The period from 2017 to 2020 was dominated by GAN improvements. Progressive GAN brought high-resolution photorealistic face generation within reach. StyleGAN and its successors refined the architecture to the point that generated faces were indistinguishable from real ones in double-blind perceptual studies, becoming well-known through the website thispersondoesnotexist.com. Glow demonstrated that normalizing flows could produce semantically editable face images with exact likelihoods. VQ-VAE-2 showed that discrete autoencoders could generate diverse, high-quality ImageNet images.
The DDPM paper (2020) marked the beginning of the diffusion model era.
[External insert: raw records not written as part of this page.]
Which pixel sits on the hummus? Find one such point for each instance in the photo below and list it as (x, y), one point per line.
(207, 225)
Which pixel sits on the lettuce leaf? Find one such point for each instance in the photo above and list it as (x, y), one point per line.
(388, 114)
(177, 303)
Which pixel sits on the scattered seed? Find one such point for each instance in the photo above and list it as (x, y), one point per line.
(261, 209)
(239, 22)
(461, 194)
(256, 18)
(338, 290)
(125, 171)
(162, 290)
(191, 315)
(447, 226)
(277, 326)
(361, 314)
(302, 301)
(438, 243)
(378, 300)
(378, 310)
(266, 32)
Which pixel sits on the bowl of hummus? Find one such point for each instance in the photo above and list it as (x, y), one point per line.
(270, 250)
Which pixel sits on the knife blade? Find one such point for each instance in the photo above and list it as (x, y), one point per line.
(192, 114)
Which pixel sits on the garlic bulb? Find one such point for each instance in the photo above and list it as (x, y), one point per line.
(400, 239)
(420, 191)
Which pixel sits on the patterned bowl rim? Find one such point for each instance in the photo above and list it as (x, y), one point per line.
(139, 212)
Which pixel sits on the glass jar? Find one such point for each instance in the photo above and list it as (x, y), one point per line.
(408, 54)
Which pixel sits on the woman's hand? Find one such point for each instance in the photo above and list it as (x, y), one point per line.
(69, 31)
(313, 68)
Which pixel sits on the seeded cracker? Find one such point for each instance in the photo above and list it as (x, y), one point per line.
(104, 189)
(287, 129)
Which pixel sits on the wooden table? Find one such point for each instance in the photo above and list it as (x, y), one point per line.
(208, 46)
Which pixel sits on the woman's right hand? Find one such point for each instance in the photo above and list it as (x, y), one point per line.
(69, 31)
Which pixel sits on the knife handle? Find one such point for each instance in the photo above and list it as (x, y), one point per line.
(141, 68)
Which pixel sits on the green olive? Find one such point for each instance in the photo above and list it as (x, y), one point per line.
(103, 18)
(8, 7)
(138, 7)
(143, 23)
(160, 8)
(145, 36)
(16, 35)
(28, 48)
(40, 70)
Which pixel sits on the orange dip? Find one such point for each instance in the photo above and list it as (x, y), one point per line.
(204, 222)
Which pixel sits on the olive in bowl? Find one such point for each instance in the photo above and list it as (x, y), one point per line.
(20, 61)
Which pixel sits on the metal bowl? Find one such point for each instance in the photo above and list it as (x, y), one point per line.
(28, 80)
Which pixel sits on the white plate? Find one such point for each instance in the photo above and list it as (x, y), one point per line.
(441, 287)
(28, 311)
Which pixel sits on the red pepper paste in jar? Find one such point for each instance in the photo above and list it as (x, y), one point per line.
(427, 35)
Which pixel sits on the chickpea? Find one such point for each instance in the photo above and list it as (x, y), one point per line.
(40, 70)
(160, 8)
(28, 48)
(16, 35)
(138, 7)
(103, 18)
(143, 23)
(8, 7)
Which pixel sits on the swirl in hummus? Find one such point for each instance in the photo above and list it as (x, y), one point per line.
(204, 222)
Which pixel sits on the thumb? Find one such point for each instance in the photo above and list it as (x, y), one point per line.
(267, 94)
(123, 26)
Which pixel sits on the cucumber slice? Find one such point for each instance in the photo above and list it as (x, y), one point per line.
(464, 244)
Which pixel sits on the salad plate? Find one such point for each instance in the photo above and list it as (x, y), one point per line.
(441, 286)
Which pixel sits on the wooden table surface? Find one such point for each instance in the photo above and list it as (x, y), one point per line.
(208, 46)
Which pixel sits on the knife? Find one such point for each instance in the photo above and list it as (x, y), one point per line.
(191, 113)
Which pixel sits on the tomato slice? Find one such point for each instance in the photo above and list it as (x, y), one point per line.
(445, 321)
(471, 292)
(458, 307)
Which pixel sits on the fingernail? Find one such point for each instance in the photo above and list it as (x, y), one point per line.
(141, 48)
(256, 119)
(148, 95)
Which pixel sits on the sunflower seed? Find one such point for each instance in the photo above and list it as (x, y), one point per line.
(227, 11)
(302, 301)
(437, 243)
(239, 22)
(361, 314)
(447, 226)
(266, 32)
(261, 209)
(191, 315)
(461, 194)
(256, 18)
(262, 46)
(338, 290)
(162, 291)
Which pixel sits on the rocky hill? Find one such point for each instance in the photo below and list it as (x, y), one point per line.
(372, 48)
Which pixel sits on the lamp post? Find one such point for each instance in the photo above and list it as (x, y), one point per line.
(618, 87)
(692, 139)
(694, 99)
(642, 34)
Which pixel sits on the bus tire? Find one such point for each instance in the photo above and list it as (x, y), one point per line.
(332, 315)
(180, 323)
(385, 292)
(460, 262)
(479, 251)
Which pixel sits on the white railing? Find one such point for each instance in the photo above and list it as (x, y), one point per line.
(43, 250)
Within two years, the combination of DDIM sampling, improved architectures (ADM), and latent-space diffusion had produced models that scored better on FID than the best GANs on every major benchmark. The ADM paper title, "Diffusion Models Beat GANs on Image Synthesis," marked a clear inflection point. Flow-matching and SDE-based frameworks unified the theoretical picture and laid the groundwork for rapid architectural iteration.
DiT (2022) demonstrated that replacing U-Nets with transformers in diffusion models gave predictable FID scaling with model size, directly analogous to the scaling laws observed in large language models. This has driven a shift toward transformer-based backbones in both unconditional and conditional generation pipelines, including the Stable Diffusion 3 and Flux models that rely on MM-DiT architectures. EDM and its successors showed that careful choice of noise schedule and preconditioning could improve efficiency substantially without architectural changes.